Whether you’ve had heavy items depressing your lawn, water pooling that didn’t drain, or natural settling over the span of your homeownership, leveling your property might be in the cards this summer. Not only is a lumpy lawn unsightly, but it’s also problematic for the health of your grass — and in some cases, your home’s foundation. We’re going to give you a few DIY pointers on how to level your lawn to save you from more severe issues down the line.
To start, you’ll want to have a good soil mixture of 40% sand (sandbox filler works well), 40% topsoil, and 20% compost (start your own compost bin for this purpose.) The sand works well to provide drainage, and the compost adds much-needed nutrients to promote grass growth. If there are just a few small, depressed areas where pooling occurs, “sweeping under the carpet” may be your best route. This is achieved by simply cutting a patch of healthy grass from the depressed area, adding the soil mixture underneath, and then laying the patch back down. This is a good option for leveling localized depressions because you won’t have exposed soil on your grass, which is necessary with some other methods.

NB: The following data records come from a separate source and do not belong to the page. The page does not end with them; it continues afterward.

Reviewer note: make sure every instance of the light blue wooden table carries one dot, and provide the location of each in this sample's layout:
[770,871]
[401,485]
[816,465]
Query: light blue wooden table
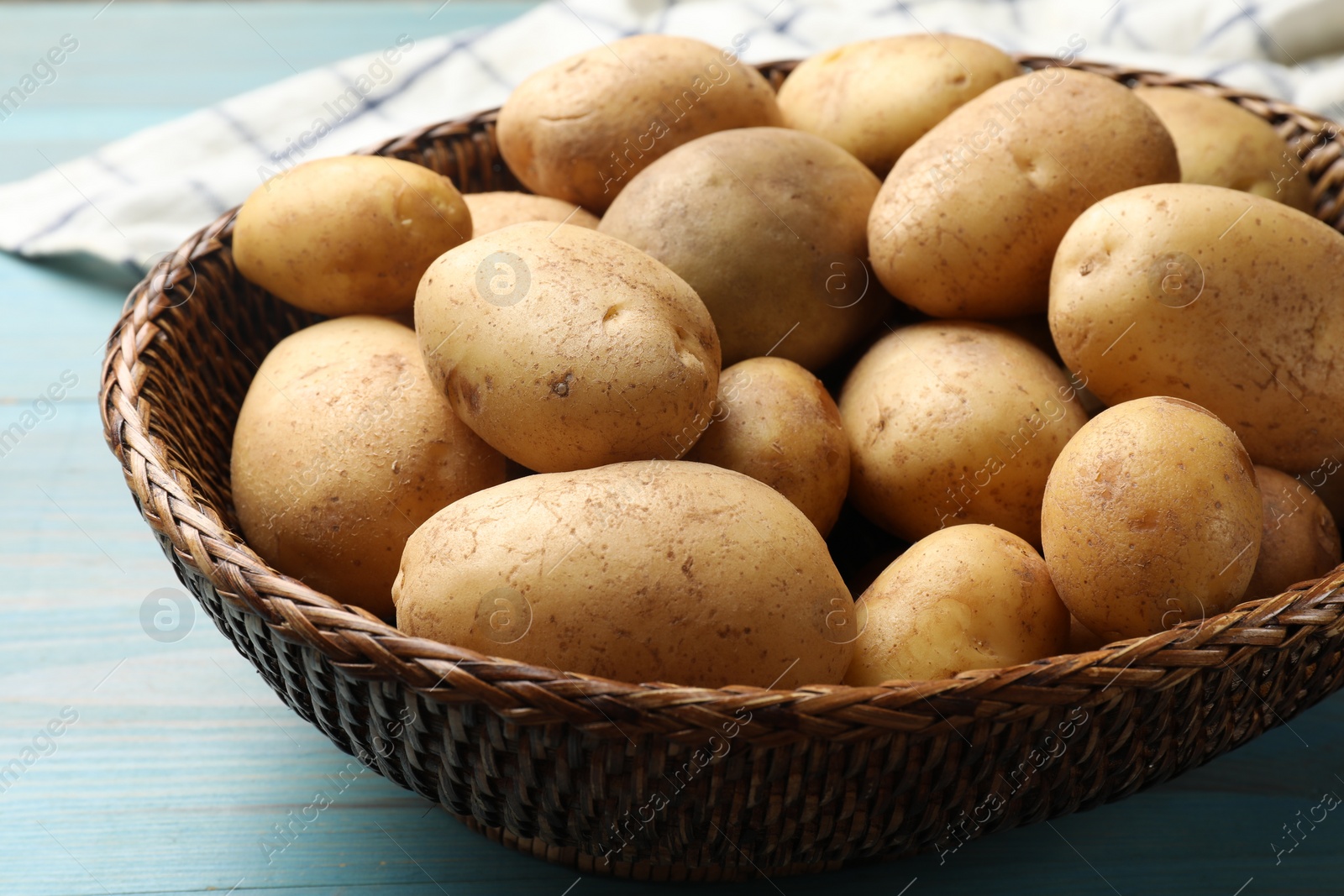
[174,761]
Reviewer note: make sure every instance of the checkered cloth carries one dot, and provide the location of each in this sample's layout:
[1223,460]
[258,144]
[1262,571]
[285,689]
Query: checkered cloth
[138,197]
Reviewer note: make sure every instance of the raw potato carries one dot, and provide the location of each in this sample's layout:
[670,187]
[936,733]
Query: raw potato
[1151,519]
[776,422]
[1081,640]
[342,449]
[954,422]
[968,597]
[349,235]
[968,221]
[874,98]
[768,226]
[1225,145]
[1300,539]
[1215,296]
[497,210]
[643,571]
[566,348]
[581,128]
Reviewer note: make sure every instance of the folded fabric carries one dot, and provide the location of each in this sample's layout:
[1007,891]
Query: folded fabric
[138,197]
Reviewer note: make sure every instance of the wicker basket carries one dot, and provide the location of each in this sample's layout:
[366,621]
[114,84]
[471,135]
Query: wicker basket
[658,781]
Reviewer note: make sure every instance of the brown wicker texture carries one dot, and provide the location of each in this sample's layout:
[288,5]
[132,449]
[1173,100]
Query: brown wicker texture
[571,768]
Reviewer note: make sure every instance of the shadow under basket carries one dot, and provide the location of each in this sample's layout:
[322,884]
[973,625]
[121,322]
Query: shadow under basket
[659,781]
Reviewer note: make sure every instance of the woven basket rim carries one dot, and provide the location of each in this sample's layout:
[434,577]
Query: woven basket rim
[367,647]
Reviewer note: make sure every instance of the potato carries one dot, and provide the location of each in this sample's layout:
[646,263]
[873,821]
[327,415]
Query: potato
[874,98]
[1300,540]
[776,422]
[954,422]
[968,597]
[640,571]
[1225,298]
[343,448]
[581,128]
[349,235]
[768,228]
[566,348]
[1222,144]
[1151,519]
[497,210]
[968,221]
[1081,640]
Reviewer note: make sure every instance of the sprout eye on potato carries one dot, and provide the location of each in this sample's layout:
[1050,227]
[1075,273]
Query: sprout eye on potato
[551,466]
[497,210]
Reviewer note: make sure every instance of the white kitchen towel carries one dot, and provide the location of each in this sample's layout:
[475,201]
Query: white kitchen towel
[138,197]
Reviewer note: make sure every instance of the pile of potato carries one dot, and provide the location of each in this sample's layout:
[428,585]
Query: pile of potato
[1084,340]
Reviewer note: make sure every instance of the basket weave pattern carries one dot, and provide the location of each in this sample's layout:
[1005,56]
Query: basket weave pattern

If you have more general unevenness, you will want to take a more holistic approach by applying topdressing. Using the soil mixture ratio above to make the desired quantity, apply up to a ½ inch to the low areas of your lawn; adding more than this might suffocate your grass. Rake the topdressing to spread it out along the problem areas and then use a broom to sweep the soil in while lifting the blades of grass up. Water lightly to avoid washing away your hard work!
If you have deeply sunken areas of lawn, you will want to fill and reseed. Attempting to use any of the previous two techniques will likely lead to washout and frustration. Using the topsoil mixture above, fill the depressed areas, compress them with your gardening boots until level with the lawn, and reseed, following the instructions on your grass seed package. Be sure to forgo compacting the topmost layer of soil where you will be adding your grass seed.
Ideally, you should be able to use your yard as a putting green. Unfortunately, our unpredictable Minnesota weather, seasonal freezing and thawing, and soil shifting all make this difficult. Hopefully, by choosing the best strategy for your situation, you will be able to smooth out that lawn and at least take a few swings!